Historically, death was a domestic constant in multi-generational homes, but professionalization and linguistic shifts—like rebranding the 'death room' as the 'living room'—have led to cultural avoidance. Canadians are entitled to only three days of bereavement leave for relatives, with expectations to quickly 'move on.' Gorman critiques myths like the 'stages of grief' or 'closure,' noting that grief is a lifelong process that adapts but never fully disappears.
Gorman teaches courses on extraordinary experiences in bereavement, including deathbed visions and signs from beyond. While other cultures embrace 'continuing bonds' with the dead, Western rationality often labels such encounters as 'woo-woo,' forcing mourners to choose between sanity and connection. A 2025 University of British Columbia survey found that 44% of Canadians believe in paranormal phenomena, with many reporting spirit encounters tied to loss, offering comfort in grief.
Seances as Community and Play
The seance in Kanata functioned as a grief circle with theatrical elements, allowing strangers to recognize shared losses. The medium acted as a facilitator, encouraging participants to take what resonated and leave the rest, similar to practices like astrology. Gorman sees no harm in occasional seances, viewing them as play that engages imagination to approach grief from a new angle.

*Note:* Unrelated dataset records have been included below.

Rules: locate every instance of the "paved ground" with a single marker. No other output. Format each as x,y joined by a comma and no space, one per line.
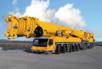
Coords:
18,59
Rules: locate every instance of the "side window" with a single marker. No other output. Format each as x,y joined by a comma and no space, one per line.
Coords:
50,42
15,26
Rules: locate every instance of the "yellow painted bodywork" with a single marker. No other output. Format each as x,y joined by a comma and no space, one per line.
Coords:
55,39
25,26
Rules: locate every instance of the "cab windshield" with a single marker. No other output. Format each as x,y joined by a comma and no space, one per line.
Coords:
40,42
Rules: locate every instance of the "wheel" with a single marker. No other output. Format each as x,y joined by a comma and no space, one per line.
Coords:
58,49
70,47
91,45
84,45
77,48
73,47
65,47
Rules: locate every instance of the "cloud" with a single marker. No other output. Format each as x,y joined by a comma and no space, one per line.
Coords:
15,13
70,16
66,15
39,9
14,2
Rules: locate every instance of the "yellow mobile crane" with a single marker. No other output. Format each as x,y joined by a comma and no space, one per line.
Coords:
48,37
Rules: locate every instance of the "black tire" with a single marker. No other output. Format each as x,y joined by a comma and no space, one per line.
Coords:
58,49
91,45
65,47
70,47
73,47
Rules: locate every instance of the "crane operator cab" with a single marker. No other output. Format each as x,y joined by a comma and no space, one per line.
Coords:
43,44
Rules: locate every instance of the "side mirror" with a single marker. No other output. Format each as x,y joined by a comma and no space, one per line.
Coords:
50,42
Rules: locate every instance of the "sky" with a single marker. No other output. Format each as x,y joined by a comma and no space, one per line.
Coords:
81,14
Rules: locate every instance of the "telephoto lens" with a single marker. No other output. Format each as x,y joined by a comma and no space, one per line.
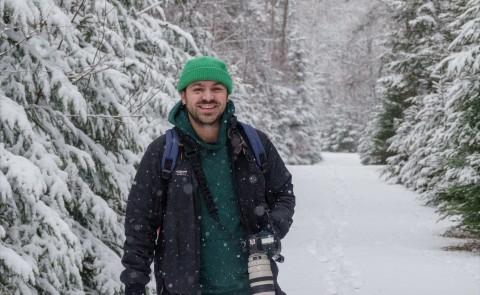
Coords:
259,269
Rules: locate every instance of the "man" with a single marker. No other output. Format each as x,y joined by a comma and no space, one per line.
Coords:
210,203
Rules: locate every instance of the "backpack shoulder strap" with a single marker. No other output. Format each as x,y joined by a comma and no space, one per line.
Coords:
170,153
256,145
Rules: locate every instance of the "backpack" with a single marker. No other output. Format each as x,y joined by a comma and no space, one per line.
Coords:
170,153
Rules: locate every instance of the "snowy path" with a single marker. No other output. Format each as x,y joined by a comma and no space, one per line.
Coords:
354,234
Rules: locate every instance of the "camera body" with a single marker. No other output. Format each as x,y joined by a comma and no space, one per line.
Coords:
262,247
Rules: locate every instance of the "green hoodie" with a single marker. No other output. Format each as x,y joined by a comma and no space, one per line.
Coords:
223,263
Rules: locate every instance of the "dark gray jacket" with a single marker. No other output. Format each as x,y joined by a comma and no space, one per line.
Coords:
176,251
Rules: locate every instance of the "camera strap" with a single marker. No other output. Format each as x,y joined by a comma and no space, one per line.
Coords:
191,151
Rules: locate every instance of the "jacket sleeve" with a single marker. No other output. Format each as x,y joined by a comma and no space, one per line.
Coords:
140,221
279,191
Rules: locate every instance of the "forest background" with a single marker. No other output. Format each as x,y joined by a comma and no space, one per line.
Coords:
86,85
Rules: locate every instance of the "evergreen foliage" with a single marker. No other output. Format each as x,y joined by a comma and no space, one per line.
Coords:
433,147
78,79
85,86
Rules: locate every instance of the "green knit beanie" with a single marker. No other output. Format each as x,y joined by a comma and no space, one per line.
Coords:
204,68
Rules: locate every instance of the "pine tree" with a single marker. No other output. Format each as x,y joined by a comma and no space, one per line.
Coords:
407,77
427,49
79,79
459,191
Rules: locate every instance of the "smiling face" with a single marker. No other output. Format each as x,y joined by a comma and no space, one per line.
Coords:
205,102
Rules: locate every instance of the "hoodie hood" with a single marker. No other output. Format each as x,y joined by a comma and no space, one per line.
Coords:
178,116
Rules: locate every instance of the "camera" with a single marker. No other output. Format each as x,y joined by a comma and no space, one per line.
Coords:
262,247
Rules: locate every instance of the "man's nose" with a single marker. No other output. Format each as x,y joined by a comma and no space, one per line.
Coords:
208,95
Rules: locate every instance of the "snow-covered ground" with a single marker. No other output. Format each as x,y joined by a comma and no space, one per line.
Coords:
355,234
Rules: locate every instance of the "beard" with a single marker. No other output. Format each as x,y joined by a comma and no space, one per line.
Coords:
204,119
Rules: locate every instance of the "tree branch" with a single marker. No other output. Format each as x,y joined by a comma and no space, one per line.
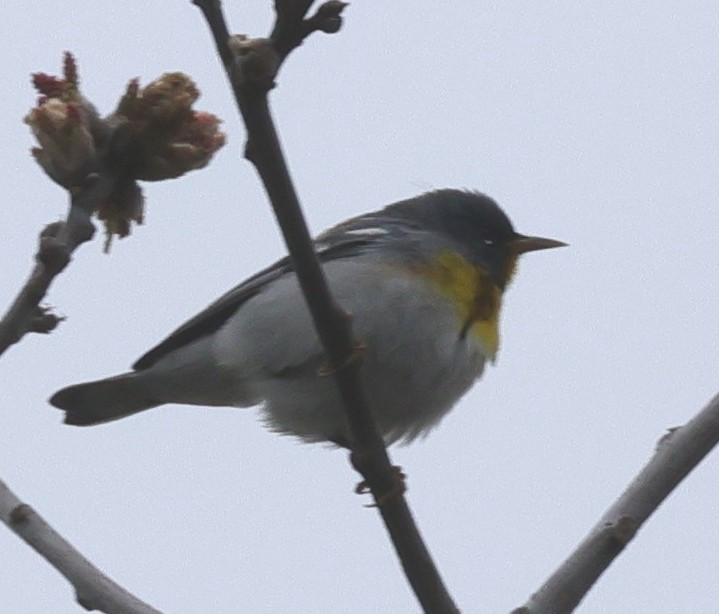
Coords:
677,454
57,243
93,589
252,65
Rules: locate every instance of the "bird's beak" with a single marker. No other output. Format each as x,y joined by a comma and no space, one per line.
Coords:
522,244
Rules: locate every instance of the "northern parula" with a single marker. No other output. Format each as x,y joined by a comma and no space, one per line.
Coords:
422,280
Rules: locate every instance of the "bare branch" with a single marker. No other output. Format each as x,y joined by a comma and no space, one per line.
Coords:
251,65
93,589
57,243
677,454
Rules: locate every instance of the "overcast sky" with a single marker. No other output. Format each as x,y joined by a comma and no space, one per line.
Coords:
590,122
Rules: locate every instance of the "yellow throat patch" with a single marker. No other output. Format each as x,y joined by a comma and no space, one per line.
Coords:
475,296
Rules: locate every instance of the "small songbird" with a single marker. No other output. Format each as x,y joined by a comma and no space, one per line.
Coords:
422,280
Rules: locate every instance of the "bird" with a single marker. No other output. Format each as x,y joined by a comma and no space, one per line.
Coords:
422,281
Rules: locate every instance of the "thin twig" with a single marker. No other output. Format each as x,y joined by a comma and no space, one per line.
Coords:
677,454
252,65
93,589
57,243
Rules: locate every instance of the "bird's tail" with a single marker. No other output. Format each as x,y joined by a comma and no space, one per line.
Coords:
104,400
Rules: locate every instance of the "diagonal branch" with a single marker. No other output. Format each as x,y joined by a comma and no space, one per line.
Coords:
93,589
677,454
251,65
57,243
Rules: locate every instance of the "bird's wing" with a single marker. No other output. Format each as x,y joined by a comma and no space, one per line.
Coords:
331,246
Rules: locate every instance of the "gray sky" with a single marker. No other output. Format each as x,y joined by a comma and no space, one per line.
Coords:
590,122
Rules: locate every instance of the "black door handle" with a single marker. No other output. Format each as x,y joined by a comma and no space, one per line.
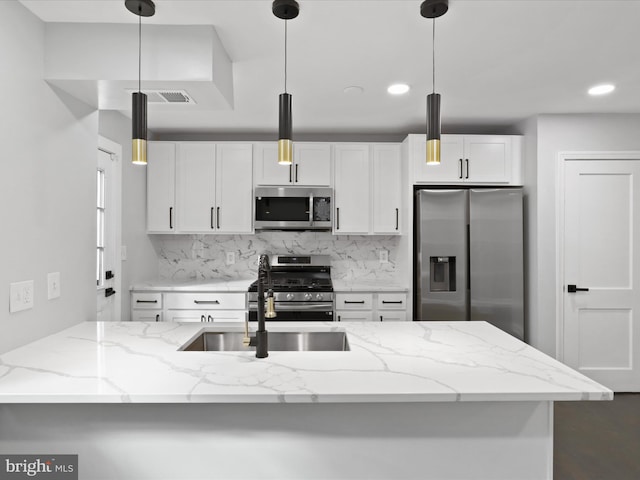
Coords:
574,289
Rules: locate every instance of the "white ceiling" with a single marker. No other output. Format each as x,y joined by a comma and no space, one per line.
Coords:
498,62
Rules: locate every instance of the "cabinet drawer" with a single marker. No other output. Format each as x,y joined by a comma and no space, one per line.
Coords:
205,301
206,316
145,301
392,301
146,316
354,316
354,301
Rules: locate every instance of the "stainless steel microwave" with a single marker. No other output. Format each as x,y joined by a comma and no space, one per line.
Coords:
292,208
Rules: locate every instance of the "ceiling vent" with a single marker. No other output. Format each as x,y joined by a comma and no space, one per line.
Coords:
166,96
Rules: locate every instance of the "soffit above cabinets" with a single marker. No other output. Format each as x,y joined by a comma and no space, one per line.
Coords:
98,64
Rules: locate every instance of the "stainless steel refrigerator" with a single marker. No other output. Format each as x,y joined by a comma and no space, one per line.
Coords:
469,261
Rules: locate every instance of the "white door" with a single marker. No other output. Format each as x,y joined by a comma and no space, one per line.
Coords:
312,164
386,189
195,187
107,219
234,181
601,329
352,189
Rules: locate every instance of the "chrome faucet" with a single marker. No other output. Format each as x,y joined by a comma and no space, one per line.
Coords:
260,340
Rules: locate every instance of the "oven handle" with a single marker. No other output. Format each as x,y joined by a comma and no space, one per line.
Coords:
291,307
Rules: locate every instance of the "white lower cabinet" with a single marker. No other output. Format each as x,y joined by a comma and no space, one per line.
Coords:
371,306
204,307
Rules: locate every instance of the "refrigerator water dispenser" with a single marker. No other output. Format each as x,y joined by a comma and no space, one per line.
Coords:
443,274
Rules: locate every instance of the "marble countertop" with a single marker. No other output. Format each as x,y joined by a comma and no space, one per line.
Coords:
210,285
400,362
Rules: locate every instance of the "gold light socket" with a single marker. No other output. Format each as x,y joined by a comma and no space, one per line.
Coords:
433,152
271,309
139,152
285,151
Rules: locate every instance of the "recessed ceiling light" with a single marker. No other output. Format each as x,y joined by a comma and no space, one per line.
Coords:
602,89
398,89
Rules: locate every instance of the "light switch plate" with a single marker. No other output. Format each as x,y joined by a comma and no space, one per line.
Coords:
53,285
21,296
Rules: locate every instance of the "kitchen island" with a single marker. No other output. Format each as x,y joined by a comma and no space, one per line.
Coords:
408,400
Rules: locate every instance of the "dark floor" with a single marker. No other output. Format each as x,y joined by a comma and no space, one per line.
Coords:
597,440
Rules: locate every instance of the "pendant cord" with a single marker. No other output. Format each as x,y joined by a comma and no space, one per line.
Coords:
139,49
285,56
434,55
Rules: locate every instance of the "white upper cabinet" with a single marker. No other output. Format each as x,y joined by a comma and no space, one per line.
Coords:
476,159
386,189
311,165
234,192
367,189
161,172
352,189
209,185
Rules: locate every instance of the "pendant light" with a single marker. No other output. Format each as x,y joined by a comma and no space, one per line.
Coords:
141,8
433,9
286,10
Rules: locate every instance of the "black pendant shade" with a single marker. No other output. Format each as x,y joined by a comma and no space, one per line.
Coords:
141,8
285,10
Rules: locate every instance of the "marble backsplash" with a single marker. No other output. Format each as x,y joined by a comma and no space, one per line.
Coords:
203,257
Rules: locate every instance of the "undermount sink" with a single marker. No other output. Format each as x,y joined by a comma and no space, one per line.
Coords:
278,341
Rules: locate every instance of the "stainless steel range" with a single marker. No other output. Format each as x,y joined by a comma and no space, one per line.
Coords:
302,289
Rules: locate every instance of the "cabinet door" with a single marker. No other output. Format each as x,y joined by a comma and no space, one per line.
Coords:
268,170
161,186
451,159
234,181
487,158
195,187
352,189
312,164
386,189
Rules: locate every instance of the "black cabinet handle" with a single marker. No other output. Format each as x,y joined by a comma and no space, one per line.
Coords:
574,289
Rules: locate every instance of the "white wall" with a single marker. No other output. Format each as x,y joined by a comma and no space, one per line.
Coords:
47,187
141,263
566,133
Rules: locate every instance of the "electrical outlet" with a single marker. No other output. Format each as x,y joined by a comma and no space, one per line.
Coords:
21,296
53,285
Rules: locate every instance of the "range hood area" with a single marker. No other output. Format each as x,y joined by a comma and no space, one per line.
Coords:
186,67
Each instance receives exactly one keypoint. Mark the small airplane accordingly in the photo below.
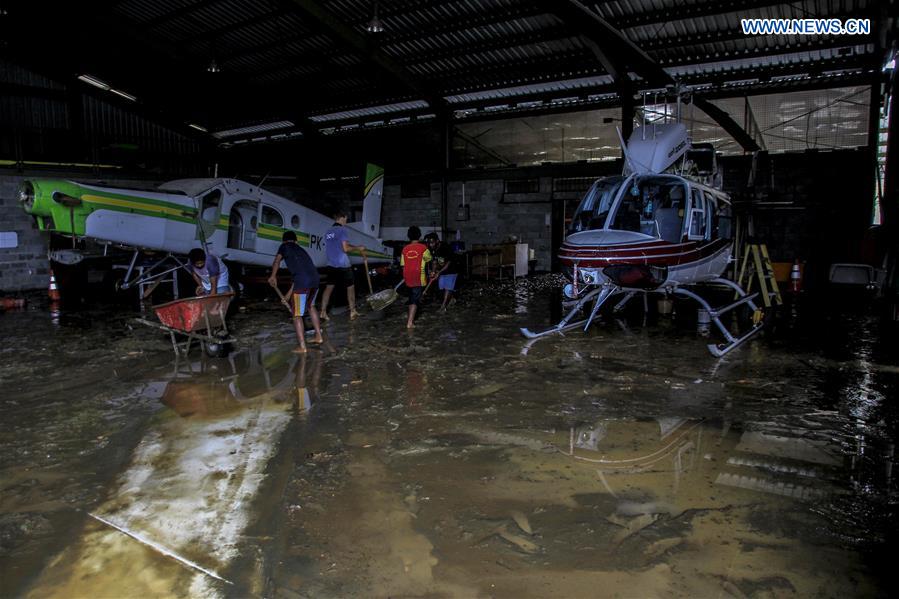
(660, 227)
(235, 220)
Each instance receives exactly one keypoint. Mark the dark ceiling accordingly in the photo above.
(313, 66)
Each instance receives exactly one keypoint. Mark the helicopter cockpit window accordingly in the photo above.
(594, 208)
(698, 217)
(725, 221)
(653, 206)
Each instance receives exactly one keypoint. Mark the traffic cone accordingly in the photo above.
(795, 277)
(53, 292)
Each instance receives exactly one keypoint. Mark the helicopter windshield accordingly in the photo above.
(594, 208)
(653, 206)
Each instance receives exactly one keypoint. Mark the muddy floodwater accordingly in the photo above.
(453, 460)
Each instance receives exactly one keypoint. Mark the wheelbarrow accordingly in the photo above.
(200, 319)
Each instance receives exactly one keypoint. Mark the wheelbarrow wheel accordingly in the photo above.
(217, 349)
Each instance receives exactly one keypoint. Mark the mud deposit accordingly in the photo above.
(454, 460)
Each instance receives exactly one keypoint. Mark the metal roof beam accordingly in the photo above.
(237, 25)
(567, 65)
(549, 34)
(484, 18)
(364, 48)
(613, 43)
(181, 12)
(680, 11)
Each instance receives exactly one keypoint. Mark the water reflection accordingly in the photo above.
(174, 519)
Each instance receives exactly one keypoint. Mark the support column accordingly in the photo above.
(447, 138)
(873, 144)
(890, 202)
(626, 93)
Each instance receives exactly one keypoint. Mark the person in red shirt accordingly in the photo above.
(414, 260)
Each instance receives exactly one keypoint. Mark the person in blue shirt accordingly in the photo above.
(339, 268)
(305, 287)
(209, 272)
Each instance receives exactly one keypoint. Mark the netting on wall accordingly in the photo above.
(781, 122)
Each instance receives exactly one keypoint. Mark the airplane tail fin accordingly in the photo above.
(371, 201)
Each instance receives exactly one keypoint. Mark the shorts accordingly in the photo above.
(415, 295)
(301, 301)
(447, 282)
(340, 276)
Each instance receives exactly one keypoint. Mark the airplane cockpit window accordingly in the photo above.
(653, 206)
(270, 216)
(594, 208)
(210, 209)
(212, 201)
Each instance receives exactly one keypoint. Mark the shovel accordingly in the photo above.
(382, 299)
(284, 296)
(367, 276)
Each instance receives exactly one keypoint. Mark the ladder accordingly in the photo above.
(755, 264)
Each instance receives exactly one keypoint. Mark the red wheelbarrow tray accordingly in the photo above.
(187, 315)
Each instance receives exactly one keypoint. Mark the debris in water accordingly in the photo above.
(485, 390)
(522, 521)
(520, 542)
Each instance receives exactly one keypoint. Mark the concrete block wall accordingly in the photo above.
(25, 266)
(493, 217)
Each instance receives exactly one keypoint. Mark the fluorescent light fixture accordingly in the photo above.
(253, 129)
(125, 95)
(375, 25)
(94, 81)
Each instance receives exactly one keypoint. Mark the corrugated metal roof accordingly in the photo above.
(467, 51)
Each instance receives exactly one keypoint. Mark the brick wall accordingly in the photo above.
(24, 266)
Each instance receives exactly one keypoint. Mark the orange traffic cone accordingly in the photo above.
(53, 292)
(795, 277)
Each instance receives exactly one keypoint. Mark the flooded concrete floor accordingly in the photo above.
(447, 461)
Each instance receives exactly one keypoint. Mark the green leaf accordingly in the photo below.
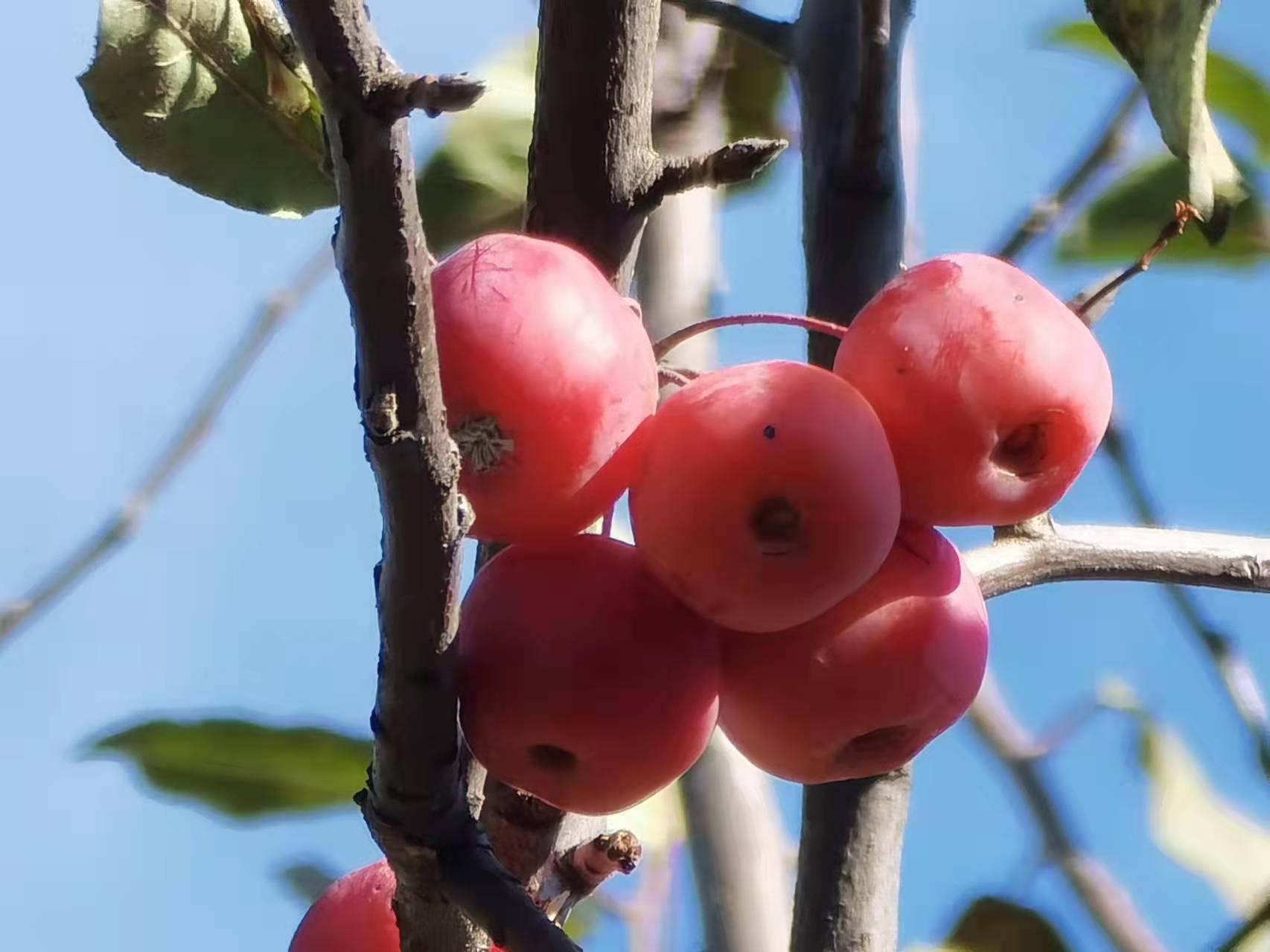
(241, 768)
(1198, 829)
(1234, 89)
(753, 89)
(475, 182)
(1166, 43)
(1123, 221)
(211, 95)
(306, 881)
(992, 924)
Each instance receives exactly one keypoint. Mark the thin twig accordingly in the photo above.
(773, 36)
(1122, 552)
(1183, 214)
(188, 437)
(672, 340)
(1045, 212)
(1108, 901)
(727, 165)
(1259, 918)
(1221, 649)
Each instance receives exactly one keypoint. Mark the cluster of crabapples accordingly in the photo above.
(785, 583)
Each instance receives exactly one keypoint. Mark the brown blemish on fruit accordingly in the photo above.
(549, 757)
(879, 741)
(777, 525)
(1024, 451)
(482, 444)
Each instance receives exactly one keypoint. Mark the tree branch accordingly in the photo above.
(190, 435)
(773, 36)
(1129, 554)
(1106, 900)
(734, 828)
(415, 802)
(1222, 650)
(1106, 146)
(727, 165)
(847, 60)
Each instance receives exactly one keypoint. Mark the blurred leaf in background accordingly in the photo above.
(240, 768)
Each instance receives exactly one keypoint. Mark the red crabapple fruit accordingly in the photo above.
(993, 394)
(546, 372)
(768, 494)
(581, 680)
(861, 689)
(354, 914)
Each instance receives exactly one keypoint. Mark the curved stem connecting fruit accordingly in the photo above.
(785, 320)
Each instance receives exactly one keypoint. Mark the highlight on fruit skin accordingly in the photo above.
(546, 374)
(992, 392)
(766, 494)
(354, 914)
(863, 689)
(581, 680)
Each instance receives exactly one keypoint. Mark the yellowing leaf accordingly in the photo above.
(1166, 43)
(211, 95)
(1232, 89)
(1196, 828)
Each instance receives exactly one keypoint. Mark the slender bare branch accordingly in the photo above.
(415, 802)
(1106, 900)
(449, 93)
(1106, 146)
(773, 36)
(1122, 552)
(1222, 650)
(1183, 214)
(727, 165)
(188, 437)
(1236, 939)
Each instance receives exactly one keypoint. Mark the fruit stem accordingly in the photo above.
(788, 320)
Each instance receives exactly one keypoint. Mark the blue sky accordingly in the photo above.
(249, 586)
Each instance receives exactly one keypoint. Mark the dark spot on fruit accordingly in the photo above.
(777, 525)
(883, 741)
(1024, 451)
(549, 757)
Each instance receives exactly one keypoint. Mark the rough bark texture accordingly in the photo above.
(592, 154)
(415, 800)
(847, 65)
(1041, 552)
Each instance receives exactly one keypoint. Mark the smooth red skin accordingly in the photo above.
(708, 465)
(354, 914)
(957, 353)
(574, 645)
(903, 657)
(529, 331)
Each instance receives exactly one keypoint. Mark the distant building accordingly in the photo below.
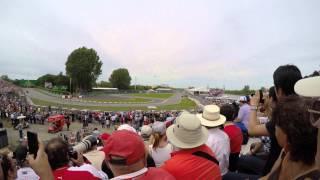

However, she warns against compulsion, where seeking contact becomes financially or emotionally draining, blurring into prolonged grief disorder. The key is balance—using seances as occasional tools for healing rather than dependencies. The medium concluded by sharing his belief that spirits are free and luminous, and that remembering them is an act of generosity benefiting both the living and the dead.
Ultimately, whether the medium truly connected with spirits remains uncertain, but the experience provided a safe space to grieve aloud. In a society that often hurries mourning, seances offer a reminder that grief, when shared, can foster connection and healing, bridging personal pain with historical traditions.